Finiko financial pyramid token
FNK wallet
Finiko financial pyramid ERC-20 token.
In May 2021, showed high growth, but then soon lost 99% of its value. Based on ether smart contracts. Traded on Uniswap.
Finiko financial pyramid token
Russian financial pyramid
Finiko (Финико) is a Russian financial pyramid, according to preliminary estimates, the amount of investments reaches 7 billion rubles.
History
The company was founded in the summer of 2019 in Tatarstan. The founders of the company are residents of Kazan Kirill Doronin (public representative of the brand, serial entrepreneur. He was the founder of about 20 companies), Zygmunt Zygmuntovich, Marat Sabirov and Edward Sabirov (partner of the former Minister of Communications of the Russian Federation Nikolai Nikiforov in the company for the development of Innopolis for 70 billion rubles). Later, the co-founders began to claim that all ideas came from Doronin, and they only carried them out and controlled. In addition, "Finiko" was only a trademark, not a registered legal entity.
Finiko positioned itself as a “automatic profit generation system”, the essence of all products of which boils down to one thing: the service takes money from the client, invests it on the stock exchange and receives profit, which is generously shared with the client. Investors were offered investment products based on income diversification in several financial markets around the world, including the Moscow Exchange, the Chicago Mercantile Exchange and several crypto exchanges. The company claimed that it helps to close a loan with this money, buy a car or an apartment for 35% of the cost and just earn. The promotional offers talked about 30% per annum and even about 5% per day.

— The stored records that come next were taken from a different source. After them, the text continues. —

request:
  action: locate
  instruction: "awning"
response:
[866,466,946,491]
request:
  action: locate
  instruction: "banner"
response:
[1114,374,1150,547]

The company offered three investment programs to choose from:
accepting from a thousand dollars in bitcoins, the promised income was to be 20-30% per month (later the entry amount increased several times),
the possibility of closing in ten months "any debt, loan, mortgage" of the client for 35% of the amount of debt transferred to the company's account,
the opportunity to buy real estate or a car for 35% of their value and become the owner 120 days after the transfer of money.
To get started, customers had to buy the company's internal currency, digits, for bitcoin or the Tether token, the exchange rate of which was determined by the company itself. In addition, in order to activate their deposit, clients had to buy another internal product, the $1,000 CTI index.
On December 1, 2020, Finiko released its own FNK cryptocurrency, which appeared on cryptocurrency exchanges. At first, the purchase of cryptocurrency was voluntary, but in June 2021, the founder of the company, Kirill Doronin, announced that Finiko was switching to settlements with users only in FNK, and digital coins would remain a unit of measurement within the platform. After that, the cost of FNK increased from just over $25 to $217, but then the rate began to decline and on July 26, about 50 cents were offered for one FNK.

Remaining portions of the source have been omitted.